From Web Pages to Insights: Integrating Web Scraping and Text Analysis with GPT

10 minute read

In a past article, I explored how to summarize and categorize text using the OpenAI API. In this post, I will take it one step further and show you how to integrate web scraping into this workflow to extract structured data info from a series of web pages.

Context

I have been making one visualization weekly since I started my full-time DS job in 2018. Initially, I followed the datasets posted every week by makeovermonday.co.uk. However, they paused the project in September 2021 for about one year. Running this community every week is a huge commitment so I completely understand the need for a break. As a result, starting in October 2021, I have been finding my datasets to visualize every week. The topics are mostly inspired by my interests or experience. It has been 139 visualizations since then, so sometimes I wonder what my favorite data topics and visualization types are.

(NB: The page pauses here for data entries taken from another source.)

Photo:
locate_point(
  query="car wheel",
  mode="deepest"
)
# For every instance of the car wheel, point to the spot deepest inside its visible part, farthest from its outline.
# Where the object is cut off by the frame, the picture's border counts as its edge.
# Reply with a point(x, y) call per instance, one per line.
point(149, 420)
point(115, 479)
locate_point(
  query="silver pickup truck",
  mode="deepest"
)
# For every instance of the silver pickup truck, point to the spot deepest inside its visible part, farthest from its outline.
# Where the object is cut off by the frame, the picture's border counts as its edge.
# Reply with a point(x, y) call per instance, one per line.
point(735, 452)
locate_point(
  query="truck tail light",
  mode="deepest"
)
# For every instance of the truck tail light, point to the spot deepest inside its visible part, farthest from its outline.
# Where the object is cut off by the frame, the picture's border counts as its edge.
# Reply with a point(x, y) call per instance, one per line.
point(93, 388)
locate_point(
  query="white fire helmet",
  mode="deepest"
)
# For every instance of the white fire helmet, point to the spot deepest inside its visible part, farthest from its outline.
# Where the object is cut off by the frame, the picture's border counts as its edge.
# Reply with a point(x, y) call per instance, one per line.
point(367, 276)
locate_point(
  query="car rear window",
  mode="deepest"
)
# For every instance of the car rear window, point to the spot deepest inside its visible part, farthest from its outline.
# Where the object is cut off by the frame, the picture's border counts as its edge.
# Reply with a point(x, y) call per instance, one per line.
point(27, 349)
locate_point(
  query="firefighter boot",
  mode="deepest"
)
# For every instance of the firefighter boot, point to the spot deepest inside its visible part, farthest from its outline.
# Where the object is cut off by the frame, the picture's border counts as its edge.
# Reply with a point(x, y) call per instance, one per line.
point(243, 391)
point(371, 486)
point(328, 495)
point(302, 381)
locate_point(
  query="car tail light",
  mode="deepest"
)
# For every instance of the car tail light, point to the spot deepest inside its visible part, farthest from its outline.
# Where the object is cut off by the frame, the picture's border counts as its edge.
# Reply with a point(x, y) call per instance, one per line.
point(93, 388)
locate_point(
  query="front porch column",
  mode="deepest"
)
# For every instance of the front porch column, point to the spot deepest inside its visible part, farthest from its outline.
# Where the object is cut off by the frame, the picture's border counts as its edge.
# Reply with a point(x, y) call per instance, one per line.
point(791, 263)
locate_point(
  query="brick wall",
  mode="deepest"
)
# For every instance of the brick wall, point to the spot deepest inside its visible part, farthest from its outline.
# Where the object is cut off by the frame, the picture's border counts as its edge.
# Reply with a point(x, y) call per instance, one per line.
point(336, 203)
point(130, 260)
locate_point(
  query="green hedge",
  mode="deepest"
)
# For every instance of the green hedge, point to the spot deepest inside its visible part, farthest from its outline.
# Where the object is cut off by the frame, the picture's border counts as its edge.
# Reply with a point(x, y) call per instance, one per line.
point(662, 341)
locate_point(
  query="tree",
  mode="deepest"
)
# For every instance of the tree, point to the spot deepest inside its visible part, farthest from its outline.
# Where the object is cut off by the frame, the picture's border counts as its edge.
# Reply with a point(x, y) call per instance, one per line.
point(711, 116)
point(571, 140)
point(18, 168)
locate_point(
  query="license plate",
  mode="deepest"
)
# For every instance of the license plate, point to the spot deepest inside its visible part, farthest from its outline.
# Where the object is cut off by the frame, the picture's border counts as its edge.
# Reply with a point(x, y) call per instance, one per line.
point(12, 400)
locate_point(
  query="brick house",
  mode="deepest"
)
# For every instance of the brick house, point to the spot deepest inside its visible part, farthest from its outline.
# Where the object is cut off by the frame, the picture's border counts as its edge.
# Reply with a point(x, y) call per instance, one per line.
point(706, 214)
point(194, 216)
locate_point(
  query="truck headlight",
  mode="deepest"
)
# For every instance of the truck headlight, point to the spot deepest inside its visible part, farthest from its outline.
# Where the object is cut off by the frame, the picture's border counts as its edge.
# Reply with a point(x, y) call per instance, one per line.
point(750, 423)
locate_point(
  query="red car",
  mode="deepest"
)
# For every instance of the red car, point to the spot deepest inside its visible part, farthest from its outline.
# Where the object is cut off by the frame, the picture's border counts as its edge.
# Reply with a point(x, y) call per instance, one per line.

While I have visualization catalog pages with a running list of visualization titles and data sources, it doesn’t tell the visualization topic details and the specific chart types I used. Instead, I need to read through the 139 weekly visualization posts to identify them, which is not realistic. Therefore, it’s time to get help from web scraping and the OpenAI API.

Step I - Prepare the URL Lists

To get the list of URLs to those visualization posts, it is easiest to scrap the list from my visualization catalog pages. Let’s start with the 2024 page. By inspecting the HTML code, you can see the URLs are embedded in the ‘table’ tags within the ‘page__content’ class.

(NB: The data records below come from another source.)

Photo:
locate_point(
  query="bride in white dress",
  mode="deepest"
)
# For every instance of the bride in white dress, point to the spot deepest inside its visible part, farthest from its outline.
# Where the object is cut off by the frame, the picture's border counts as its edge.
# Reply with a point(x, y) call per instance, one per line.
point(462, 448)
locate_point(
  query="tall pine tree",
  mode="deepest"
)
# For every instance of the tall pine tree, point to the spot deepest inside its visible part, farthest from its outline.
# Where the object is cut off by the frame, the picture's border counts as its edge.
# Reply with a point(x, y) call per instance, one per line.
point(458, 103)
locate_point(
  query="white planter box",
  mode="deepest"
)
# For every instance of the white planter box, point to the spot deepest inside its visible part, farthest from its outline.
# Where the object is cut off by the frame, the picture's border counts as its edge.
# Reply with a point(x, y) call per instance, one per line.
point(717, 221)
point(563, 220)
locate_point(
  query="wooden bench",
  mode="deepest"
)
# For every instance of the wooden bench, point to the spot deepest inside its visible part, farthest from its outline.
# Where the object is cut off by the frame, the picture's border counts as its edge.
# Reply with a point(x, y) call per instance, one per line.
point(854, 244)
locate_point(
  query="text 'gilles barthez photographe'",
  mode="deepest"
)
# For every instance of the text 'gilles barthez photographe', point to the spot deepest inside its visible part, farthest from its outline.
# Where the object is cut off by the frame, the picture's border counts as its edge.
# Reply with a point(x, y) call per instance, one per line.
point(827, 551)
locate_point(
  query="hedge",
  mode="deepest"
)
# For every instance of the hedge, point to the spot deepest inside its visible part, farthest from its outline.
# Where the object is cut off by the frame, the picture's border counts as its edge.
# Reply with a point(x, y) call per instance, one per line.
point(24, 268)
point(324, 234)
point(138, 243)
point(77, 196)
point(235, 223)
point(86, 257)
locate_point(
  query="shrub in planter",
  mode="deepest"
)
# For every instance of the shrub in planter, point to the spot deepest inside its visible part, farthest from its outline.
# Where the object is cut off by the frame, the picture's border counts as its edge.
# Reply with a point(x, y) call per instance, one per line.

With the help of GPT, I wrote the code below to fetch the URL and the post title using the BeautifulSoup package.

Now that we have success with the 2024 visualization catalog page, let’s loop through the pages from 2021 to 2024 to get the full list.

years = ['2021', '2022', '2023','2024']
url = 'https://yudong-94.github.io/personal-website/data%20viz/WeeklyViz'
viz_urls = []
viz_titles = []

for y in years:
    year_url = url+y
    # example URL: https://yudong-94.github.io/personal-website/data%20viz/WeeklyViz2024/

    # Send a request to fetch the content of the web page
    response = requests.get(year_url)
    response.raise_for_status()  # Raise an exception if the request was unsuccessful

    # Parse the HTML content of the web page
    soup = BeautifulSoup(response.text, 'html.parser')

    # Extract the a tags
    viz_table = soup.find('section', class_='page__content').find('table')
    a_tags = viz_table.find_all('a')

    for t in a_tags:
        href = t.get('href')
        text = t.get_text()
        # filter on tags with blog links
        if href:
            # only keep the ones following the WeeklyViz URL format
            if 'https://yudong-94.github.io/personal-website/data%20viz/WeeklyViz' in href:
                viz_urls.append(href)
                viz_titles.append(text)

Step II - Parse Visualization Blog Content

The next step is to parse out the text body from each visualization blog (example) so we can feed them to the OpenAI API.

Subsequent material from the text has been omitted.